In fact one of the common mistakes in photography is to believe that in sunny days, when there are no clouds and the sun is high, is the best situation to take photos. That's absolutely wrong. Especially when the sun is high, the light is extremely hard, and the fact that it's perpendicular as well it doesn't help at all. It makes everything look flat, no tridimensionality at all, no depth, just an awfully boring photo.
Same story if you are taking a portrait, despite of what the instructions of disposable cameras told us in the 90s, if the subject face the sun, he will have to close the eyes because he cannot simply look at you, while if you face the sun and not the subject, his face will be in the shadow and he will probably look like a zombie. Hard lights most of the times are just bad for portraits, that's why the best light when you are shooting portraits, is when it's cloudy, where the clouds work exactly like a giant softbox.
But let's go back to landscapes. A few days ago I was scouting for new places to photograph, and I went to Christ Church, a cool place here in Dublin, and I took some shots from the pedestrian crossing right in the middle of the street, with my 6D and the Canon 17-40mm f/4 L, on my trusty tripod, with no filters and nothing else, just to give me the idea of the frame.
It was about 2pm, the sun was behind me, and as I said above, the sky is blue and the picture is quite well balanced, but it's terribly flat, the only shadows you see is the one on the side of the left building, that's it.
Then I tried to add an ND filter, to make it a bit more interesting, especially because I wanted to get rid of static cars in the middle of the street, and I wanted to make the shoot a bit more dynamic.
Things got better, or at least I just got the trails of the cars, the sky is bluer, but still, because of the (lack of) shadows, the image looks flat.
So, how we can "correct" this photo?
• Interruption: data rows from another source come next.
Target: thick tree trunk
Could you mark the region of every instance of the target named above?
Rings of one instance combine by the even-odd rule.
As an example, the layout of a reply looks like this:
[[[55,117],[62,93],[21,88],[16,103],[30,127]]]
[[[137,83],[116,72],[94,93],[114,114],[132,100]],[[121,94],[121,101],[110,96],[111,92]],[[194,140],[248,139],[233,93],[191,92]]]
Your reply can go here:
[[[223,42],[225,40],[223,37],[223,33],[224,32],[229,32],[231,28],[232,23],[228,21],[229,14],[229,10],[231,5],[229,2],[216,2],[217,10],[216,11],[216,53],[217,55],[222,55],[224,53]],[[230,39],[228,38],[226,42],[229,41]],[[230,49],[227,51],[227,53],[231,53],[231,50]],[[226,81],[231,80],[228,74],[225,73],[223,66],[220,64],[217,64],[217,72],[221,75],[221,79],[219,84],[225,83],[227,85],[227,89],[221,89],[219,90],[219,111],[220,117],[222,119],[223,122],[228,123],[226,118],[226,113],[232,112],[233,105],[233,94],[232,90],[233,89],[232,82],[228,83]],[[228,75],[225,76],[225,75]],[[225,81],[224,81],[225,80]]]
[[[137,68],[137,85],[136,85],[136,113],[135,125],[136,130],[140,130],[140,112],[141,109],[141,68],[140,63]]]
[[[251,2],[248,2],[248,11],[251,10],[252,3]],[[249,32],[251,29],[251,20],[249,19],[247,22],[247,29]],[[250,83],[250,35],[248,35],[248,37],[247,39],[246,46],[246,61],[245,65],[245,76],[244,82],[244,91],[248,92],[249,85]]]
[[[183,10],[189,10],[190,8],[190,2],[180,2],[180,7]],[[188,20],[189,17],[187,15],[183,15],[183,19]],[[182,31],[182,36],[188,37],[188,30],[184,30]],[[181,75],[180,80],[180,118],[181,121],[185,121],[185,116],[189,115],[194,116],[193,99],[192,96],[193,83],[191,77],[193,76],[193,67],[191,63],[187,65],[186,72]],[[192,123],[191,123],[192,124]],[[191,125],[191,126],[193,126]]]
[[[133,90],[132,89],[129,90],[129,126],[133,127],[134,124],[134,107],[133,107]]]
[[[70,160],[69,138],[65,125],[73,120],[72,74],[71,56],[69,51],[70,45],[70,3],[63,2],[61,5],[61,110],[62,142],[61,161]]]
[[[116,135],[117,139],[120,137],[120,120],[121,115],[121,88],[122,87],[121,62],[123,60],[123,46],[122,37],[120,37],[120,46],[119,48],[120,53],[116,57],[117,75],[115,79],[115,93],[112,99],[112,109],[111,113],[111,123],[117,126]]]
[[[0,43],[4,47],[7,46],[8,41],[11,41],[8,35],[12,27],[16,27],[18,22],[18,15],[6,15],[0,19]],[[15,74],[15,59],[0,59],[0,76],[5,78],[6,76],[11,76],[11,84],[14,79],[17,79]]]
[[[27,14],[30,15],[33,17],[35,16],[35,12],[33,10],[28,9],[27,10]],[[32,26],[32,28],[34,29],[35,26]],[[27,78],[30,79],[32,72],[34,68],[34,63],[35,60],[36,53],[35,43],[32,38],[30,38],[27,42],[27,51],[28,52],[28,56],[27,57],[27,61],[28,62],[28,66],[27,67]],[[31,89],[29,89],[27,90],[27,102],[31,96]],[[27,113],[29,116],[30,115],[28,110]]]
Simple, by shooting it again in the best hours of the day, the mighty "Golden Hour"! It might sounds like some bollix magical thing from a fantasy book, but it's not, it's a moment of the day when the sun is just behind the horizon or very close to it, when you still get the reverb of the light, with a very intense blue sky, and the lights of the city are turning on, so you get extra light sources, and the ambient light with the artificial light are in perfect balance.
So, after these test shots, which they helped me to find out which was the best angle to shoot (yeah I know, I showed you only one photo, but I've been walking around that place to get all the possible angles, and the one I'm using in this article was the best IMHO), a couple of days after I went back again in the same place, but at a different hour of the day, about 9.30pm, and I took some shots, initially with the ND filter, but then it didn't work well with the light trails of the cars, so I removed the filter and because the ambient light, obviously, wasn't that strong, I could archive 8 seconds of exposure at f/16, ISO 100, and combining four different photos, just for the light trails of the cars, I got this final shot:
With the street lamps and the lights of the buildings, and a more balanced ambient light, I got a much more interesting result, where the different shadows gives me a better sense of depth.
If then you take the same exact shot after one hour, then the reverb of the sun is gone, and the sky is completely dark, and you also lose all the contrast between the buildings and the sky, where only the artificial lights are your only source of light.
I hope this quick, and not very well written article, helped you to understand how not only WHERE and WHAT to photograph, but also the WHEN is a main factor.